Tuesday arrived – day one of recording. It took about 3 hours to set up the microphones. Again, I’d been warned about this. ‘Be patient’ I was told. This is like telling the bull to not go into the china shop. The 3 hours felt like 3 years. And at the end, even 3 decades. Obviously test number 1 for the nervous cellist.
Then finally we started. I was surrounded by sound baffles – imagine three large screens set up around me, with only one opening. I’m not sure if this was to create blinkers for me, so I couldn’t be distracted, or it actually really did affect the sound. The only thing I could see was my recording partner sitting in front of me, with his accordion strapped to him and a large smile on his face. He’d done this lots of times before, so was pretty calm about the whole thing. And so I let him musically take my hand, and start walking with me down the road, as it were. My only thought to myself was to be with him in the moment – I needed to respond to everything he gave me. And he is an outstanding musician. I needed to take every little subtlety he played, and use it, and give him back as much as he gave me.

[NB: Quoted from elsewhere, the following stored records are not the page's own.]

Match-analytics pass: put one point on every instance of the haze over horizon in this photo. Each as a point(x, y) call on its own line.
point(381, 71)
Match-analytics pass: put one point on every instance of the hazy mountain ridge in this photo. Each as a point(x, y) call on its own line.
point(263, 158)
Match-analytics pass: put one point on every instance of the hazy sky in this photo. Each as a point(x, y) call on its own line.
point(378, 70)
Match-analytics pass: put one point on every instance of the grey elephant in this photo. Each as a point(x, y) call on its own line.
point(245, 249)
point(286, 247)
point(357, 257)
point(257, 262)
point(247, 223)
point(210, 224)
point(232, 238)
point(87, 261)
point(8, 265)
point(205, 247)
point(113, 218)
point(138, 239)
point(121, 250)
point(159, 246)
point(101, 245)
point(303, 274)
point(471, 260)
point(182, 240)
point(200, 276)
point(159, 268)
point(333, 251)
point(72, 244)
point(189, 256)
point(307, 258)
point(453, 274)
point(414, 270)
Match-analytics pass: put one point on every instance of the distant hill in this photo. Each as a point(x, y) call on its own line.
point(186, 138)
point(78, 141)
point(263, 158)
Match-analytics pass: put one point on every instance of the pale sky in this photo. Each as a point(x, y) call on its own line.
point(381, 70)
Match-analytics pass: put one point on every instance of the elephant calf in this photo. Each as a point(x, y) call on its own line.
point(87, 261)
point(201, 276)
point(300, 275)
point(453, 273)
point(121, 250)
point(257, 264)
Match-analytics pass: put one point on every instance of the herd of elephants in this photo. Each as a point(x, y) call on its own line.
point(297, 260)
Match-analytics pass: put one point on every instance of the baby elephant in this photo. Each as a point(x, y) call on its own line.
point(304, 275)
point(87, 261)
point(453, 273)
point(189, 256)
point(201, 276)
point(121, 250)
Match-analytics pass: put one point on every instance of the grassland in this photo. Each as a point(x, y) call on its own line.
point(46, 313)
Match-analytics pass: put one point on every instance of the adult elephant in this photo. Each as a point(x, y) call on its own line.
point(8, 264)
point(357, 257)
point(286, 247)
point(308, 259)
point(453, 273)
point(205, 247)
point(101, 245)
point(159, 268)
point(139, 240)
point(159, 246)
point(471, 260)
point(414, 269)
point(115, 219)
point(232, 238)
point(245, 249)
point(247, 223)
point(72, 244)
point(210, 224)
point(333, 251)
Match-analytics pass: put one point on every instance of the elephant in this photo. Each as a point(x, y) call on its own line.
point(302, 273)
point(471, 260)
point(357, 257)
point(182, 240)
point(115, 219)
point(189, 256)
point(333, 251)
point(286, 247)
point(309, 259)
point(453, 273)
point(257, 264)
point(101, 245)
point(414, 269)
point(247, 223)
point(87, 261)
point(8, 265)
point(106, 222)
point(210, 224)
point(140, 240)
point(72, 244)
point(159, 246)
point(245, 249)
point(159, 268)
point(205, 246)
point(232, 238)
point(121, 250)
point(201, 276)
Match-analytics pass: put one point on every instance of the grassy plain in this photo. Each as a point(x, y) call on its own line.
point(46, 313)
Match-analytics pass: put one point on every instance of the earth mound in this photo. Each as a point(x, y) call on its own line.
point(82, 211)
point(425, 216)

And would you believe it? It worked. I didn’t have a bad time at all. In fact, in some moments I really enjoyed playing and recording it. I enjoyed pushing some barriers (musically, not the sound baffles around me). I enjoyed weaving in and out of the sound that was offered up to me. I enjoyed playing very dangerously at times – pushing my cello to the limit, or playing so intimately neither of us could look at each other. There were some horrible moments. I swore a lot over a little phrase in a piece that should have been easier. I cursed my inability to play an octave at one point. I worried as my walking partner disappeared in frustration over a part in another piece. But all in all, it wasn’t all bad.
It was a huge lesson in trust for me. It was a lesson in self-belief. It was a lesson in patience.
I might even do it again, sometime.
Now I have a mountain of sleeve notes to write, and meetings with my fabulous graphic designer friend. There are tracks to be edited and mastered. But the scaffolding has been well and truly put up, with very little shouting.